Beatrice Prior lives in (future?) Chicago, where society has been separated into five factions. Candor values honesty. Abnegation values selflessness. Dauntless values bravery. Amity values peacefulness. Erudite values intelligence. In their 16th year, young citizens go through a test that will tell them which faction best suits them, but ultimately, they choose their faction. Most young people elect to stay with their factions: their family, their friends, and all that is familiar. A few decide to venture into the unknown and switch factions. All "initiates," whether they are from a new faction or not, must go through a training period and a test in order to be finally accepted into the faction of their choosing. Beatrice Prior's decision is a bit more complicated. Her original test scores were inconclusive, and though she is able to hide it, she is labeled "divergent." She leaves her quiet and simple life, and her Abnegation family, and she chooses the Dauntless faction. Her training for her new faction is brutal, sometime life-threatening, but even more dangerous is her Divergent label. With the help of some new friends, and a love-interest/instructor named Four, Beatrice (now called Tris) is determined to survive. However, if she can survive the initiation, will she be able to survive the unrest between factions?

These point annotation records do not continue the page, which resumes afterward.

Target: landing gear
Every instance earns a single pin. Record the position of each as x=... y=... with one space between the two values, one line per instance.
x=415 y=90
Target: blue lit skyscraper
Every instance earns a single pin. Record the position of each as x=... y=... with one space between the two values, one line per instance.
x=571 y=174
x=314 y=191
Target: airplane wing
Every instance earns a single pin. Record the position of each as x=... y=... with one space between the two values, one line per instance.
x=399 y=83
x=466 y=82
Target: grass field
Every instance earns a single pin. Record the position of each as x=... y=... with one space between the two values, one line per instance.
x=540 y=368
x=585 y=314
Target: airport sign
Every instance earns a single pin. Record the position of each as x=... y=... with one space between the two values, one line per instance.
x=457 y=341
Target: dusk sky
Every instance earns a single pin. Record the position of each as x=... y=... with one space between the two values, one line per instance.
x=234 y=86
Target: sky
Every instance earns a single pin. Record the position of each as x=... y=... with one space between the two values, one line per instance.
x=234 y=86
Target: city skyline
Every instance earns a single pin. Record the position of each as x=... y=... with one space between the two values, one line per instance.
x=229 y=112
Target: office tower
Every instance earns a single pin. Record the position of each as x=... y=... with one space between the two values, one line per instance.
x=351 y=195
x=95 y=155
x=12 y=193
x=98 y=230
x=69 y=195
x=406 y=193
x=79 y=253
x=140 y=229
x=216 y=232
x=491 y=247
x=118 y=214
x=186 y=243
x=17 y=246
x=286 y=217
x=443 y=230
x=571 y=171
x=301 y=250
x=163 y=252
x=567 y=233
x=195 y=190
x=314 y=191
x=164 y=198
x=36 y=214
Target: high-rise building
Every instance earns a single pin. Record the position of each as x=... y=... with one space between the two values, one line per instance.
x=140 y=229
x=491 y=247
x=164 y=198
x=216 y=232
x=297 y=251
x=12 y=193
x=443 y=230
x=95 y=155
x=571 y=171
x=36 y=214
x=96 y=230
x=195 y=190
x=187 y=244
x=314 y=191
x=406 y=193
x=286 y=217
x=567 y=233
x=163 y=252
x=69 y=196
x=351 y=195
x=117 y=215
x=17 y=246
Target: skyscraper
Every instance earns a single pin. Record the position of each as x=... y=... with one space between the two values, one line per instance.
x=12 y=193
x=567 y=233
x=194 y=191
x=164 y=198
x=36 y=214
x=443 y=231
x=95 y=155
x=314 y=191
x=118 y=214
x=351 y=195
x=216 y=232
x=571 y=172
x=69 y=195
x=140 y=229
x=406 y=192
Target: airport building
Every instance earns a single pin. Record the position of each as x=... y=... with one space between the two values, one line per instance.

I may get plenty of hate-mail for writing this, but I liked Divergent a great deal better than the Hunger Games. I liked the idea of the factions (I constantly thought about which one I would have chosen, and it changed several times as I read the book). Also, in Divergent, there was no love triangle (of which I have grown quite weary). I also liked, and related to, the characters much better in this novel. I found Tris to be much stronger (and less whiny) than Katniss. Okay, I'll quit comparing... but in my defense, it's hard not to compare dystopian novels. I found this book very political, but nothing too over-the-top as to discourage or overwhelm young adult readers. During an action-packed climax scene in which an army of faction members have been brain-washed to kill, I recall images and footage of the Nazi army. This book was exciting from the first chapter. It was extremely hard to put down, and I have recommended this already to a ton of people! When Divergent's sequel, Insurgent, is released on May 1st, I will be the bookstore waiting!!